Where do you find inspiration?
I find inspiration primarily I guess in colour and concepts. As an artist who worked with photography in the past I’m drawn to paintings which lead you into a three dimensional space. On the other hand, I aim for the textures and gestures of paint to break up the image the closer you are to the work.
Why are you so drawn to the Darling Barka? Why is this subject so important to you?
I was born at Wilcannia and grew up on the Darling Barka. I continue to visit family with grazing properties bordering the river - so the connections run deep. For me the river and the landscape beyond it are powerful places. There’s a stark beauty and a wildness, a poetic sublime about this country. The river gums dwarf the human scale and the red, open country overwhelms with its vast expanse.
Cutting across this beauty and power are recent agricultural technologies that tragically threaten to destroy this landscape. Anyone who follows the news has seen the massive pumps extracting water, dams across rivers and river water privatised in enormous off-river storages. This (river) water and vast tracts of laser-graded land have become the raw materials of global agribusinesses - vast outdoor factories supplying world markets. Their bottom line appears to increasingly involve the destruction of river ecosystems.
Indigenous connections to this landscape are strong and all along the river I see artifacts; an Aboriginal presence in fires, shield and canoe trees, pieces of flint and grinding stones and on high banks with vantage points up and down the river there are often large scatterings of muscle shells. Aboriginal occupation is in stark contrast to European land concepts that have all but destroyed the river in 30 years of industrial scale agriculture.
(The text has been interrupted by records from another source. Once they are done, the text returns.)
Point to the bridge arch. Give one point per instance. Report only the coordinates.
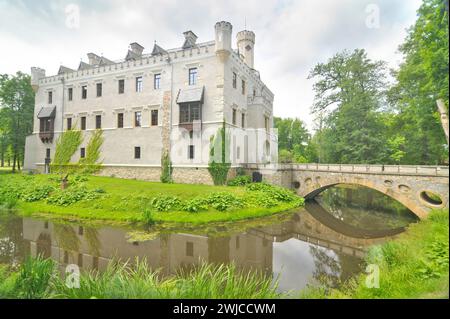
(410, 195)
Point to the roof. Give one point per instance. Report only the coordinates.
(47, 111)
(190, 95)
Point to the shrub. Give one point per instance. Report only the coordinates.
(224, 201)
(194, 205)
(36, 192)
(34, 277)
(165, 203)
(147, 217)
(241, 180)
(72, 195)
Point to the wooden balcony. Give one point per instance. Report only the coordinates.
(46, 136)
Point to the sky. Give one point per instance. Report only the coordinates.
(291, 35)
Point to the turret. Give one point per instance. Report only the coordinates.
(246, 46)
(223, 38)
(36, 75)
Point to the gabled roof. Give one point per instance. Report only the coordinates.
(132, 56)
(47, 111)
(190, 95)
(83, 66)
(157, 50)
(64, 69)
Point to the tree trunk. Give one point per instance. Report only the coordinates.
(444, 116)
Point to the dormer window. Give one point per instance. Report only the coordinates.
(192, 76)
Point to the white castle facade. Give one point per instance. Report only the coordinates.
(165, 102)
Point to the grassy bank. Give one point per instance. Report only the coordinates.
(416, 265)
(38, 278)
(121, 200)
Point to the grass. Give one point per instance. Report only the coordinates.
(122, 281)
(416, 265)
(124, 202)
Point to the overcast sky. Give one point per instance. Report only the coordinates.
(291, 35)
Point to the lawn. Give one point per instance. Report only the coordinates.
(121, 200)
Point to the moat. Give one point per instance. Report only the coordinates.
(324, 242)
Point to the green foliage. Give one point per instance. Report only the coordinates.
(219, 164)
(240, 180)
(67, 144)
(72, 195)
(147, 217)
(91, 163)
(166, 169)
(16, 116)
(224, 201)
(164, 203)
(137, 280)
(34, 277)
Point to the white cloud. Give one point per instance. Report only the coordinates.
(291, 36)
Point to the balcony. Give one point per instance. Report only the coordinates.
(46, 136)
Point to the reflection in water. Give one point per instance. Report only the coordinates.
(310, 246)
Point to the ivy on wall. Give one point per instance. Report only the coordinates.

Describe your process to our readers.
Part of my process is spending time walking, drawing and painting in the landscape, seeing colours and effects of light in different seasons and times of day. Bigger works are painted in my studio. With these works I’m making images with a sense of the real - in time and space. Viewed from closer up I would like the gestures and textures of paint to emerge - flicks of paint, lines, gestures, various brush marks. I want to show the beauty and power of this river. I want it to survive.
What’s next for you?
More paint, more colour, discussions about exhibitions … have to wait and see!!